Canadian photographer

Arthur S. Goss, also known as William Arthur Scott Goss (1881-1940) was the City of Toronto's first official photographer.

== Early life ==
William Arthur Scott Goss was born in London, Ontario on 4 March 1881, moving to Toronto in 1883, where his father, John Goss, worked in the newspaper and publishing industries. When his father died, Goss, age 10, began work as an office boy in the city engineer's office. He was promoted to clerk of street repairs in 1899 and worked as a clerk and a draughtsman for nearly twenty years. Then, in 1911, he was promoted to head of the photography and blueprinting section and became the city of Toronto's first official photographer.

== Professional life ==
Working until his death in 1940, Goss made photographs for a range of municipal departments. Some of his best-known images were taken for the Works and Health Departments. For the Works Department, he photographed street cleaning, the construction of new roads, and major infrastructure projects, such as the city's new hydroelectric system and the Bloor Viaduct. His photographs of street grading and widening, bridge, underpass, and sewer construction, street cleaning, and garbage disposal were used as records to assist with the routine business of the Works Department, which, at the time, was focused on improving the physical environment of the city.

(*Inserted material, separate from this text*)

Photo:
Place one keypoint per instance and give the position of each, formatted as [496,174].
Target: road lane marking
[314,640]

Medical Health Officer Dr. Charles Hastings enlisted Goss's help in his crusade to improve public health. Goss photographed unsanitary and overcrowded conditions for the Health Department, and Hastings used Goss's photographs as evidence in his 1911 report on slum conditions. Many of Goss's photographs for the Health Department were never published, but were used internally to identify problems, to track the progress of particular projects, or to report on new technologies and methods for carrying out the Department's work. With Goss as the city photographer, photographs quickly became an important resource in many aspects of Toronto's municipal government.

== Artistic interests ==
Goss was a member of the Toronto Camera Club and active within the pictorialist movement. The artist intended to help create a national network of photographers, and was also associated with the Arts and Letters Club, with which he staged a number of exhibitions in the 1910s. Modeled after the Group of Seven, Goss hoped to develop distinctly Canadian style within global photography. Though the Arts and Letters Club was ultimately unable to achieve a similar level of fame, it managed to connect leading figures in Canadian Art including A.Y. Jackson, F.H. Varley, and Harold Mortimer-Lamb.

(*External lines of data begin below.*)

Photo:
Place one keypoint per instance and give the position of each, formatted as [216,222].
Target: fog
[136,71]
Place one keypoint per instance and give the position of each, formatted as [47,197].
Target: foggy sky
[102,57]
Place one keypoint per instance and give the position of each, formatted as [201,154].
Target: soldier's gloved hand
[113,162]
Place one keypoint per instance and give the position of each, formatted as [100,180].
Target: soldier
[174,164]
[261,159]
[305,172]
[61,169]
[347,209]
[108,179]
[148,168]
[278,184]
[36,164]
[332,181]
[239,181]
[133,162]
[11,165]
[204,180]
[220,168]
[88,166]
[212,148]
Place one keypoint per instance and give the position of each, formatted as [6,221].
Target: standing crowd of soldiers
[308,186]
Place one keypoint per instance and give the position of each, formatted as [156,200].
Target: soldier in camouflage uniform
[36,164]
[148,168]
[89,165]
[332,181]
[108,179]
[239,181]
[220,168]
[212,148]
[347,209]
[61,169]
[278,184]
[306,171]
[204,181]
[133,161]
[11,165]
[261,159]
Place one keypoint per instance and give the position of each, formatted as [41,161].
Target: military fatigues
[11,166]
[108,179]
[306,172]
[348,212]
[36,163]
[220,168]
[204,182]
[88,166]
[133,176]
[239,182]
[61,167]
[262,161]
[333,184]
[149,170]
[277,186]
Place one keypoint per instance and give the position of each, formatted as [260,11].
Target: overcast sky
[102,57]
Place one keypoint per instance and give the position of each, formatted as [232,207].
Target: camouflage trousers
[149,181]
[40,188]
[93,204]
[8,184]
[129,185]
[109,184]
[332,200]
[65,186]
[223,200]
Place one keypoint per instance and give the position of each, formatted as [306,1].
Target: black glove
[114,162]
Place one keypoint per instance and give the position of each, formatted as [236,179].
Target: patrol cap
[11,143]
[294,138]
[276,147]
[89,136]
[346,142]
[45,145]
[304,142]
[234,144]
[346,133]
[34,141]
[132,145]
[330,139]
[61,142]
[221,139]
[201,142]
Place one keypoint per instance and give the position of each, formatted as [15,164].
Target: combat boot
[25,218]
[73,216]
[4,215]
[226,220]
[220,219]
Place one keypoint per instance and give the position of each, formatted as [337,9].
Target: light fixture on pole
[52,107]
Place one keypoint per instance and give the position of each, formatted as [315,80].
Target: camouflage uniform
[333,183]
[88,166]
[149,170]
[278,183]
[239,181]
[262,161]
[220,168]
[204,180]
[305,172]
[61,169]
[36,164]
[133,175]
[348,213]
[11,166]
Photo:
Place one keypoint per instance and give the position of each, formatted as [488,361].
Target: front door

He explored customary pictorialist subject matter, such as portraits and landscapes, and experimented with the characteristic soft-focus style of pictorialism. Like others associated with the movement, Goss aimed to produce aesthetically pleasing images and viewed his artistic practice as a form of personal expression. He organized exhibitions of art photography and won awards for his own photographs, which were shown at exhibitions in Canada and England.

== Legacy ==
There are approximately 26,000 negatives in the Arthur Goss collection at the City of Toronto Archives. These negatives were found in the attic of old City Hall and were catalogued by city archivists in the 1960s.

Canadian writer Michael Ondaatje relied on Goss′s photographs when researching his novel In the Skin of a Lion about the immigrant and working class experience in early 20th Century Toronto.
Ondaatje decided to include Goss as a character in this novel.
Following the interest in Goss, following the publication of Ondaatje′s novel, the City of Toronto Archives developed a special lecture and tour, tailored for students, addressing the role of Goss′s photos in Ondaatje's book.

Goss's duties included providing a visual record of the health and social problems posed by urban poverty.
Scholars have compared Goss's photographs of urban poverty to those of Jacob A. Riis and Lewis W. Hine.

Decades after his death, his work is celebrated, in several books collecting his photographs, and in magazine profiles.